Here are some things you may need to know to be able to decide whether crowdfunding with Kickstarter, IndieGoGo or one of the other well known platforms is an option for you:
Crowdfunding Platforms Are for Projects, Not Businesses
One thing many people don’t understand is that the big crowdfunding platforms where you are likely to get a lot of people looking at your proposal, only accept projects with a set deliverable. What this means in practical terms is that you can set up a Kickstarter to develop a game or an app, but not to start a software company that is going to be working on lots of projects, or a consultancy that builds bespoke apps for businesses. Each project must result in a product, and have an end date. This means that if your idea is centered around one product, you can use crowdfunding to get capital to develop that product, and that alone. Whether you then continue as a business and do other products or offer services is up to you, but cannot be factored into your crowdfunding campaign.

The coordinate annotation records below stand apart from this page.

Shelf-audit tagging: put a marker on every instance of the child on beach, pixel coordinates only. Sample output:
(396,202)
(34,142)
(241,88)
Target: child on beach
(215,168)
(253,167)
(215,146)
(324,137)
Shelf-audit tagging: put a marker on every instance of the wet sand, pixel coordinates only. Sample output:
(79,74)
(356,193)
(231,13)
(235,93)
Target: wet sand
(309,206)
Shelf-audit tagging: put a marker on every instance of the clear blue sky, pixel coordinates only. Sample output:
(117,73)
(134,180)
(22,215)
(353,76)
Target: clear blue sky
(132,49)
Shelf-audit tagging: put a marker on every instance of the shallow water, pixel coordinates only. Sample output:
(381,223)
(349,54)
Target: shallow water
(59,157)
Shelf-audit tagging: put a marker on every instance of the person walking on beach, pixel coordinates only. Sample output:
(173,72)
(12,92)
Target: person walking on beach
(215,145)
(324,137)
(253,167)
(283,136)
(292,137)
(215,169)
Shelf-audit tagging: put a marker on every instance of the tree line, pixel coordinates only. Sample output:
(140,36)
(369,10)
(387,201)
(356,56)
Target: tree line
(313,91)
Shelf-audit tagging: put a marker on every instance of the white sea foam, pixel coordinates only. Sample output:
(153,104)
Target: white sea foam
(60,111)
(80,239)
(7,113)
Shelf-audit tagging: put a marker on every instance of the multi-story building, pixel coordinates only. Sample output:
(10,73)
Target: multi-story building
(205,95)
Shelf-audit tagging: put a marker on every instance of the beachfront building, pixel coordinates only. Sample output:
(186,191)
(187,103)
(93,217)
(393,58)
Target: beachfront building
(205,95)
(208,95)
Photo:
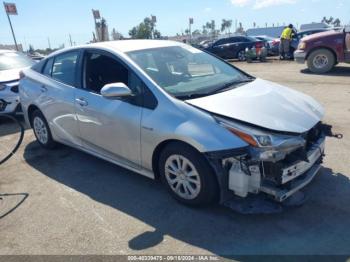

You Are Committed to Giving Rewards
When you raise money using crowdfunding, you don’t have to pay it back when you have completed your project. You do, however, have to give people the rewards you offered when you ran your campaign, one of which is usually the finished product you were going to create. This is one of the key points when it comes to the matter of IndieGoGo vs Kickstarter: with Kickstarter you only get the money if you reach your campaign goals, so while you may get nothing if you don’t get enough backers, you will have enough money to develop your product if you succeed. With IndiGoGo you get any money that is given to the project no matter how far off your goal you are, which sounds great until you realize you may have to give backers their rewards with a tiny budget.
If you do decide a crowdfunding campaign suits what you want to do, then do your research, and prepare to launch it! Be prepared, however, that both preparing and managing a campaign is like running a full time business, and you may not have much time for other activities on your project while you are promoting your campaign.
Crowdfunding is a great idea for a lot of projects, but make sure you understand these key points before you rush into it!